1 Dass der Bürger und Bauer Toni Brunner aus dem Toggenburg, Nationalrat und Präsident der SVP, bei der Einreichung der SVP-Initiative für die Volkswahl des Bundesrats im Juli 2011 das Gegenteil behauptet hat, zeigt nur, wie unklar selbst die zentralsten Begriffe unseres politischen Systems für uns Schweizer geblieben sind. Alle wirklichen Vorschläge zur Demokratisierung der Direkten Demokratie, wie die Einführung der Gesetzesinitiative auf Bundesebene oder die Schaffung von Transparenz bezüglich der in Abstimmungen und Wahlen verwendeten Geldmittel, sind von der SVP im Übrigen seit Jahrzehnten immer abgelehnt worden.

2 Unter anderen auch vom französischen Fourieristen und Sozialisten Victor Considerant (1808-1893) in seiner Schrift La solution ou le Gouvernement direct du peuple (3. Auflage, Paris 1851) vertreten, vgl. Martin Stohler, Considerant, Bürkli et la création d'un éspace politique 1846-1850, in: Cahiers Charles Fourier Nr. 19, 2008 - www.charlesfourier.fr

3 Vergleiche hierzu auch den Beitrag von Henry Booth in diesem Band, die beiden Publikationen aus der Service-Public-Reihe der Editions le Doubs vor und nach der Minarettverbot-Abstimmung 2009 und 2010 sowie die Bemühungen des Forums für Demokratie und Menschenrechte (FMD). www.landhausversammlung.ch

4 Siehe dazu das neue Buch von Oswald Sigg und Viktor Parma, Die käufliche Schweiz, Zürich, August 2011 (Nagel& Kimche) sowie die entsprechenden Bemühungen um eine neue Volksinitiative der Gruppe für Demokratie und Transparenz (GDT) und Äusserungen von Bundesrätin Sommaruga im Tages-Anzeiger vom 27. August 2011, alles dazu auf www.ddwerkstatt.ch

5 Nach jahrelangen Anstrengungen hat sich im August 2011 in einer nationalrätlichen Subkommission der Staatspolitischen Kommission aufgrund neuer umfassender wissenschaftlicher Analysen und vieler negativer Erfahrungen nun erstmals ein sehr breit abgestützter entsprechender Konsens gezeigt, der zuversichtlich stimmt, dass in den kommenden Jahren Verfassungsreformen, welche solche Engagements des Staates ermöglichen, durchgeführt werden können.
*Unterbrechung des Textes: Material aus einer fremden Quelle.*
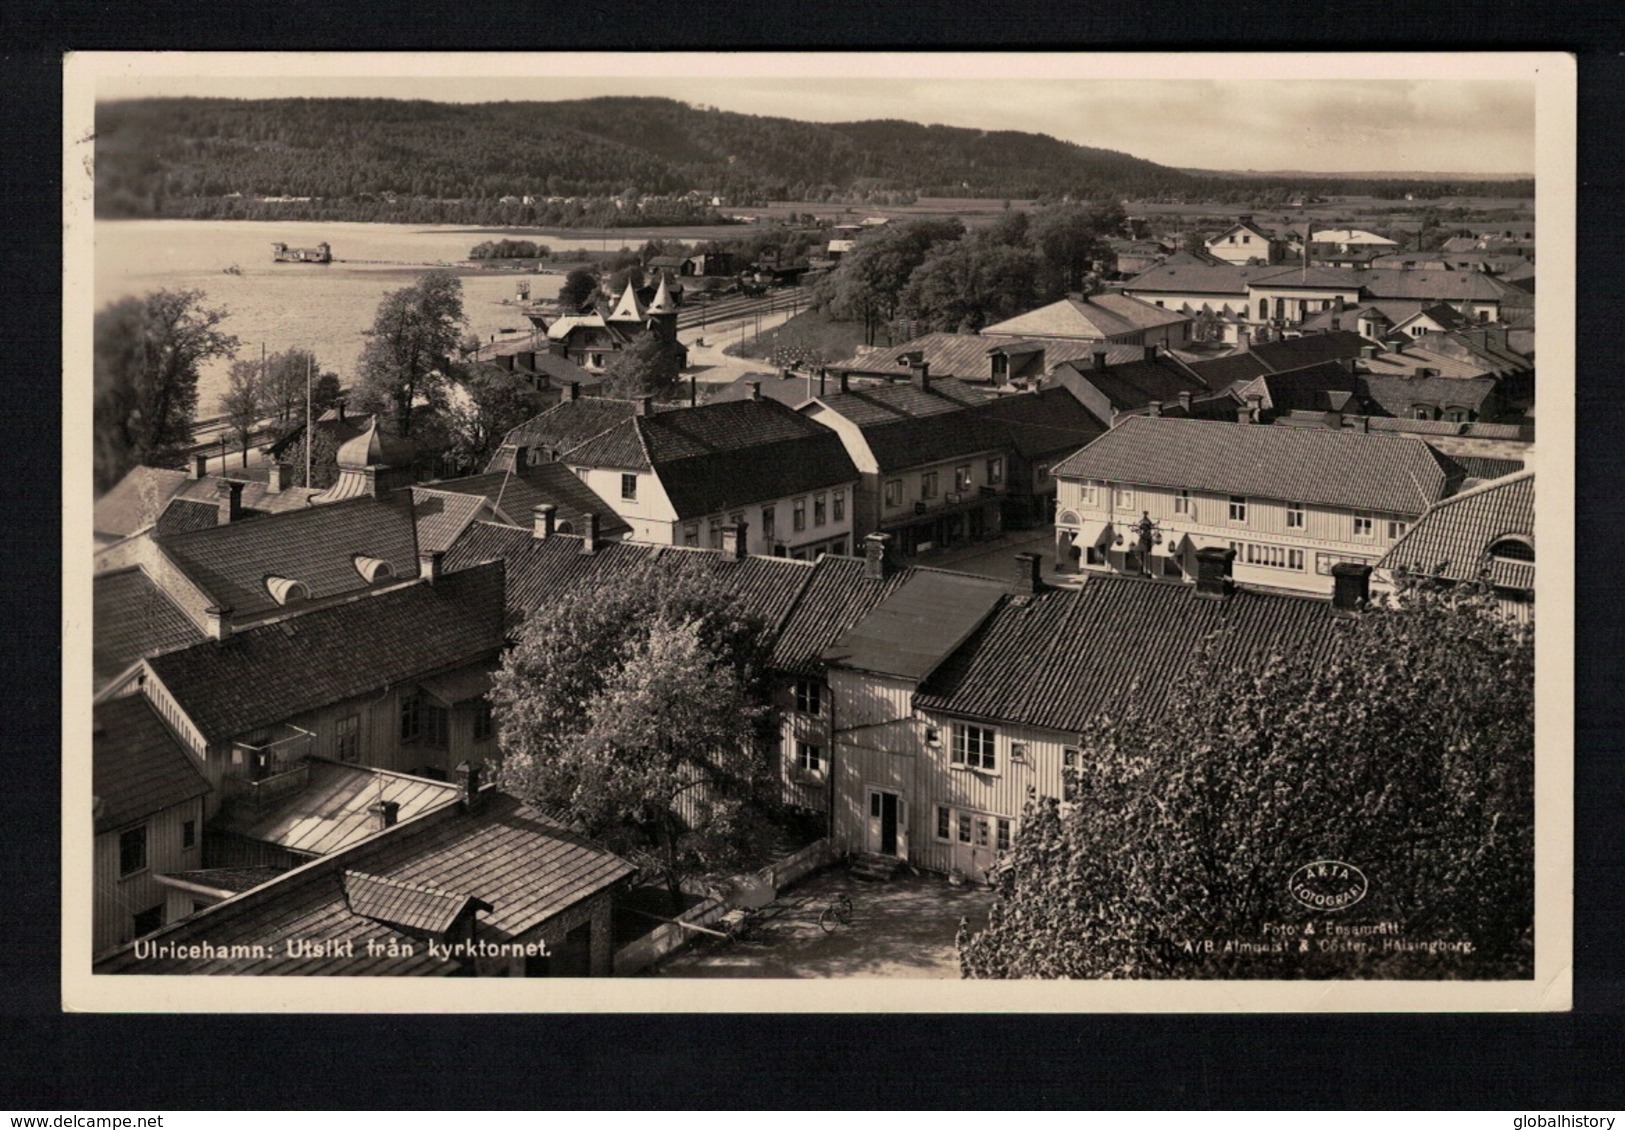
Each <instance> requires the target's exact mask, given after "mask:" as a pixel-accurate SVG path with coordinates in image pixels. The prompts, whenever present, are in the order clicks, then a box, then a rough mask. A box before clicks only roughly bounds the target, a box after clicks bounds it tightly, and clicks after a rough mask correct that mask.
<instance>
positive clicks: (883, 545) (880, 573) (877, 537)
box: [863, 533, 892, 580]
mask: <svg viewBox="0 0 1625 1130" xmlns="http://www.w3.org/2000/svg"><path fill="white" fill-rule="evenodd" d="M890 541H892V535H890V533H871V535H868V537H866V538H863V576H864V577H868V579H869V580H884V579H886V577H887V574H890V571H892V563H890V561H889V559H887V556H886V551H887V548H890Z"/></svg>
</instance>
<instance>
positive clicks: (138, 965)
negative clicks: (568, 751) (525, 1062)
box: [98, 789, 634, 976]
mask: <svg viewBox="0 0 1625 1130" xmlns="http://www.w3.org/2000/svg"><path fill="white" fill-rule="evenodd" d="M481 798H483V805H481V806H479V808H478V810H476V811H466V810H465V808H463V806H461V805H447V806H445V808H440V810H436V811H432V813H427V815H424V816H419V818H418V819H414V821H410V823H401V824H397V826H395V828H392V829H388V831H385V832H380V834H377V836H374V837H369V839H366V841H362V842H361V844H356V845H353V847H349V849H345V850H341V852H338V854H335V855H328V857H323V858H319V860H315V862H312V863H307V865H304V867H301V868H297V870H294V871H289V873H286V875H283V876H281V878H278V880H273V881H271V883H267V884H263V886H258V888H255V889H252V891H245V893H242V894H239V896H236V897H232V899H228V901H224V902H221V904H218V906H213V907H208V909H205V911H202V912H198V914H195V915H192V917H189V919H184V920H180V922H177V924H176V925H172V927H169V928H166V930H163V932H159V933H158V935H156V938H154V941H158V943H159V945H167V946H171V948H167V950H161V951H159V953H158V954H150V956H146V958H143V959H137V958H135V953H133V948H132V946H125V948H124V950H120V951H119V953H117V954H114V956H112V958H109V959H107V961H102V963H98V972H135V974H299V976H359V974H364V976H411V974H416V976H450V974H457V972H463V971H465V966H463V964H460V963H455V961H447V959H444V958H440V956H436V954H432V953H429V951H427V948H426V946H424V945H423V941H421V940H419V938H418V937H416V935H414V932H413V930H414V928H416V927H418V925H419V919H416V917H414V919H413V927H411V928H403V925H390V924H387V922H380V920H379V919H372V917H367V915H364V914H358V912H356V911H354V909H353V907H351V896H349V894H346V875H345V873H346V871H349V873H356V875H361V876H371V878H374V880H385V881H387V883H392V884H401V886H403V888H414V889H419V891H423V889H427V891H444V893H455V894H457V896H466V897H470V899H478V901H479V902H483V904H486V906H489V907H491V909H489V911H486V912H483V914H478V915H476V919H474V938H476V941H489V943H502V941H509V940H513V938H518V937H522V935H530V933H531V932H533V930H536V928H538V927H541V925H543V924H544V922H548V920H549V919H552V917H554V915H557V914H562V912H565V911H569V909H570V907H575V906H578V904H580V902H582V901H585V899H590V897H593V896H596V894H601V893H604V891H609V889H611V888H614V886H616V884H619V883H622V881H626V880H627V878H629V876H630V875H632V871H634V868H632V865H630V863H627V862H626V860H622V858H621V857H617V855H614V854H613V852H609V850H606V849H603V847H600V845H598V844H595V842H591V841H588V839H585V837H582V836H577V834H574V832H570V831H567V829H564V828H561V826H559V824H556V823H552V821H551V819H548V818H546V816H544V815H541V813H539V811H536V810H533V808H530V806H526V805H523V803H520V802H518V800H515V798H512V797H507V795H504V793H499V792H494V790H491V789H486V790H484V792H483V793H481ZM367 907H369V909H379V907H377V904H367ZM387 914H393V912H388V911H387ZM294 937H304V938H322V940H325V941H332V943H335V945H333V946H330V948H328V950H327V953H322V954H317V956H309V954H304V956H291V954H289V953H288V950H286V946H284V945H283V940H284V938H294ZM369 940H371V941H375V943H379V946H377V950H372V948H369V946H367V941H369ZM346 941H349V943H351V945H349V946H348V948H346V946H345V945H343V943H346ZM392 941H393V943H413V945H411V948H401V946H398V948H393V950H390V946H388V943H392ZM203 943H208V945H210V946H211V948H213V951H202V956H190V954H193V953H197V951H200V950H202V945H203ZM231 946H242V948H241V950H236V951H232V950H229V948H231ZM257 948H258V950H257ZM177 951H179V953H180V954H185V956H174V954H176V953H177ZM232 953H236V954H247V956H231V954H232Z"/></svg>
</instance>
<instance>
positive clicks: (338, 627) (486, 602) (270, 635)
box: [148, 566, 504, 741]
mask: <svg viewBox="0 0 1625 1130" xmlns="http://www.w3.org/2000/svg"><path fill="white" fill-rule="evenodd" d="M502 592H504V585H502V567H500V566H491V567H486V569H465V571H461V572H455V574H447V576H442V577H440V579H439V580H436V582H434V584H432V585H431V584H427V582H418V584H406V585H401V587H398V589H392V590H388V592H380V593H375V595H371V597H367V598H364V600H353V602H348V603H343V605H333V606H330V608H317V610H314V611H307V613H304V615H301V616H293V618H289V619H284V621H280V623H275V624H265V626H262V628H249V629H242V631H237V632H232V636H231V637H229V639H226V641H208V642H203V644H198V645H195V647H189V649H185V650H180V652H169V654H167V655H158V657H154V658H150V660H148V665H150V667H151V670H153V673H154V675H156V676H158V680H159V681H161V683H163V685H164V688H166V689H167V691H169V694H171V696H172V698H174V699H176V702H177V704H179V706H180V709H182V711H185V714H187V717H190V719H192V722H193V724H195V725H197V727H198V730H202V732H203V738H205V740H206V741H221V740H226V738H234V737H237V735H242V733H247V732H249V730H255V728H260V727H268V725H275V724H278V722H284V720H288V719H293V717H296V715H301V714H306V712H309V711H315V709H319V707H323V706H328V704H332V702H341V701H345V699H351V698H356V696H359V694H366V693H369V691H371V693H377V691H379V689H382V688H385V686H388V685H393V683H401V681H405V680H411V678H418V676H423V675H429V673H432V671H439V670H445V668H450V667H461V665H463V663H473V662H476V660H479V658H486V657H489V655H494V654H496V652H497V649H500V647H502Z"/></svg>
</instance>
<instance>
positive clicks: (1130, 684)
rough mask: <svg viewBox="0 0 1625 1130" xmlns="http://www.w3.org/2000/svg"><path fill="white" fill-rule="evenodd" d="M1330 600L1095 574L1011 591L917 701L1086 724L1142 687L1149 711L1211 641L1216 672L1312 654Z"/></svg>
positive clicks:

6 Nicht zu verwechseln mit den TV-Talks oder den arenisierten Rechthabereien: Kriterium für eine gute Diskussion, im Kleinen wie im Grossen, ist immer die Frage, ob alle die Diskussion klüger beenden, als sie sie begonnen haben; dies ist die Aufgabe aller Beteiligten, was die gegenseitige Verantwortung auch für den Andersdenken zum Ausdruck bringt, der mehr als Partner im anstrengenden Prozess des gemeinsam klüger Werdens angesehen werden kann und weniger als Gegner oder gar Feind, gegen den es recht zu haben oder den es gar niederzuschreien gilt.